De moderne techniek van goedkope videocamera’s die relatief duidelijke beelden opnemen en bewaren, in combinatie met verspreidingsmogelijkheden als YouTube, maken het delen van die beelden tot kinderspel. Met enkele muisklikken worden beelden gedeeld, gelinkt ... en als ze spectaculair zijn, gaan ze zelfs viraal.

Maar wat is de bedoeling hiervan? En wordt het beoogde doel zo ook bereikt?

Op het eerste gezicht lijkt deze werkwijze interessant:

- U kunt het zeer snel doen, soms zelfs nog op de dag van de feiten zelf.
- U bereikt veel mensen, zeker als u actief bent op de sociale media.
- U hoeft geen administratieve rompslomp of pietluttige regeltjes te volgen.

Bij nader inzien zijn er wel enkele zeer belangrijke nadelen aan verbonden:

- U begaat een inbreuk op de privacy van de gefilmde personen die – uiteraard – geen toestemming hebben gegeven om hun beelden verspreiden. Dat kan u een strafklacht opleveren.

- Mochten de daders dan al geïdentificeerd worden, dan kunnen zij deze schending inroepen en misschien zelfs een veroordeling ontlopen wegens procedurefouten.

- Als de daders worden herkend, krijgt u in het beste geval een telefoontje met hun identiteit. Wat dan? Het recht in eigen handen nemen kan gevaarlijk zijn, u weet immers niet met wie u te maken hebt. En wat doet u als de opgegeven naam niet de juiste blijkt te zijn?

- Als de vermoedelijke (!) identiteit van de daders de ronde doet op internet, zijn overdreven reacties van hun omgeving niet uit te sluiten. En de gevolgen voor iemand die ten onrechte van strafbare feiten wordt beschuldigd, zijn soms niet te overzien.

Wat doet u dan best met beelden die het onderzoek vooruit kunnen helpen?

- Spreek erover met de politiemensen die de vaststellingen komen doen. Zij gaan dan na of de daders al gekend zijn voor andere feiten. Indien ze hen niet kunnen identificeren aan de hand van de eigen databanken, kunnen ze aan het parket de toestemming vragen om een opsporingsbericht te verspreiden.

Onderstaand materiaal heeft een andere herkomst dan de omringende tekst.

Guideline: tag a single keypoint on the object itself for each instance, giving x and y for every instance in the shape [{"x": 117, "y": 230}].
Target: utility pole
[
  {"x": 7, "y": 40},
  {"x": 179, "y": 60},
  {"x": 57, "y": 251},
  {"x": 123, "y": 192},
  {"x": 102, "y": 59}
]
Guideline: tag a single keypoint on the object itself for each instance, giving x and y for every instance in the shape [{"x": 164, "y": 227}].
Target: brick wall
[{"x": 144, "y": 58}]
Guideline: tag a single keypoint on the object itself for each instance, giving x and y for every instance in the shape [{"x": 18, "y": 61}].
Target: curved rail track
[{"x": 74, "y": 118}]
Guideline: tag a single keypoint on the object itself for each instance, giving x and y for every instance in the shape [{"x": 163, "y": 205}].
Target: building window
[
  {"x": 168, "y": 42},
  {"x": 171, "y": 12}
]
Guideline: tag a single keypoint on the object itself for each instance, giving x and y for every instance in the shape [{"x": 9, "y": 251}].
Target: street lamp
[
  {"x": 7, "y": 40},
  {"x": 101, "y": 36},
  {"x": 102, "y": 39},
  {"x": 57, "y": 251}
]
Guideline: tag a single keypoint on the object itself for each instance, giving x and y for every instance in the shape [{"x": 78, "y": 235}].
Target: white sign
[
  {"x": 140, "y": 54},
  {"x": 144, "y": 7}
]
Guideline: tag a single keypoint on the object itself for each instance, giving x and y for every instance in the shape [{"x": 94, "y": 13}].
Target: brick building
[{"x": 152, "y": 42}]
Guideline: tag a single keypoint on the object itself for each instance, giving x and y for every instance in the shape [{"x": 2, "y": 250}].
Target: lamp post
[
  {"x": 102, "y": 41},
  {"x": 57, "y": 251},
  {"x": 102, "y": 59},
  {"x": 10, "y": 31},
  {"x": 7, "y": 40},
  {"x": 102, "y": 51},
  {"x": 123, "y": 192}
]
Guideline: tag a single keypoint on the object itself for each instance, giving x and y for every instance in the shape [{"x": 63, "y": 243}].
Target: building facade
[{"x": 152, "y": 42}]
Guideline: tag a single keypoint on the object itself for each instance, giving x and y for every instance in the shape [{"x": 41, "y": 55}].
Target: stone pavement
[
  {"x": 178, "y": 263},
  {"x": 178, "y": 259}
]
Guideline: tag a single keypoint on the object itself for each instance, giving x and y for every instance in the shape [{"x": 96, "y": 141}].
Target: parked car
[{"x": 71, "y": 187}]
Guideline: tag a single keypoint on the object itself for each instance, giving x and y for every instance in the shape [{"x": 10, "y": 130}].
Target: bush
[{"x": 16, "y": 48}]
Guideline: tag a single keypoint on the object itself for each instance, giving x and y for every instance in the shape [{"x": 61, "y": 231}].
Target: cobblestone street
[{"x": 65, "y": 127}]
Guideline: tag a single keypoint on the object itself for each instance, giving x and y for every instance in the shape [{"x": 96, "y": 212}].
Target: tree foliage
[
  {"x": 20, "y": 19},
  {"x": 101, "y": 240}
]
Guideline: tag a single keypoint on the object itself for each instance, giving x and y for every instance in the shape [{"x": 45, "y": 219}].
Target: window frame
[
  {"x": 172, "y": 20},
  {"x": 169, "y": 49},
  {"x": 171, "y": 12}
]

- De dienst opsporingsberichten van de federale politie verspreidt de beelden op vraag van een magistraat in de juiste context. Aan elk opsporingsbericht wordt daarenboven een telefoonnummer gekoppeld waar eventuele getuigen terechtkunnen. Daar worden de tips gebundeld en aan de onderzoekende politie-eenheid doorgegeven. Die kunnen dan de informatie natrekken en de daders identificeren om zo het echte doel te bereiken: de daders van strafbare feiten voor de rechter brengen en laten veroordelen.